SAN DIEGO — A fugitive female member of La Familia Michoacana cartel, for whom Mexico offered a $5 million peso reward, is in custody in her native country following her capture in Los Angeles last week and subsequent deportation.
Anel Violeta Noriega Rios, 27, was arrested without incident June 27 at her El Monte residence by U.S. Immigration and Customs Enforcement (ICE) Enforcement and Removal Operations (ERO) officers and other members of the U.S. Marshals Pacific Southwest Regional Fugitive Task Force. Noriega Rios was taken into custody on administrative immigration violations. Two days later she was transported to the border crossing in San Ysidro, Calif., and turned over to Mexican authorities under tight security.
Noriega Rios is charged in a 64-page criminal warrant issued in the Mexican state of Tamaulipas in January 2010 with ongoing involvement in organized crime and drug trafficking. Mexican authorities allege Noriega Rios is one of La Familia's main U.S.-based operatives, helping oversee the organization's methamphetamine distribution activities in California and Washington state. ICE officials say the lead that resulted in the female fugitive's capture was provided by a caller to ICE's 24-hour tip line – 866-DHS-2-ICE.
Rooted in the Mexican state of Michoacan, La Familia is known for being extremely violent. According to U.S. authorities, the cartel is engaged in narcotics trafficking, kidnapping, extortion and other criminal activities. In addition to distributing cocaine and marijuana, the organization is also believed to be heavily involved in producing methamphetamine for export to the United States.
"Last week's removal should be a reminder to fugitives in Mexico and around the world that we won't allow our borders to be barriers to bringing dangerous criminals to justice," said David Marin, acting field office director of ERO Los Angeles. "ICE will continue to work closely with its law enforcement counterparts in Mexico to assure the safety of law abiding citizens in both nations."

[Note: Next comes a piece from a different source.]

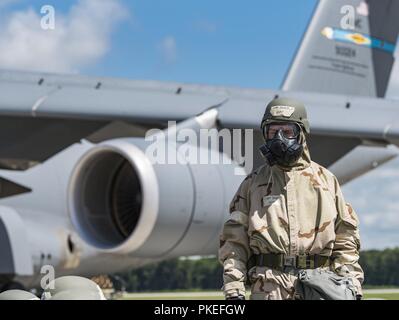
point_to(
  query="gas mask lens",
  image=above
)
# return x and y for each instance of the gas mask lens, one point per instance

Mexican officials say Noriega Rios' capture is the direct result of the excellent cooperation between U.S. and Mexican authorities and the two countries' exchange of strategic information. Mexican officials note the case also demonstrates the ongoing commitment between ICE and the Office of the General Attorney of Mexico (PGR) to address matters of mutual concern.
Noriega Rios was deported to Mexico after ERO reinstated her prior order of removal from 2004. Department of Homeland Security databases indicate Noriega Rios was arrested and repatriated to Mexico five times by U.S. Customs and Border Protection-Border Patrol agents between 2004 and 2005. She had no criminal convictions in the United States.
Since Oct. 1, 2009, ERO has removed about 455 foreign fugitives from the United States who were being sought in their native countries for serious crimes, including kidnapping, rape and murder. ERO works with ICE's Office of International Affairs, foreign consular offices in the United States, and Interpol to identify foreign fugitives illegally present in the country.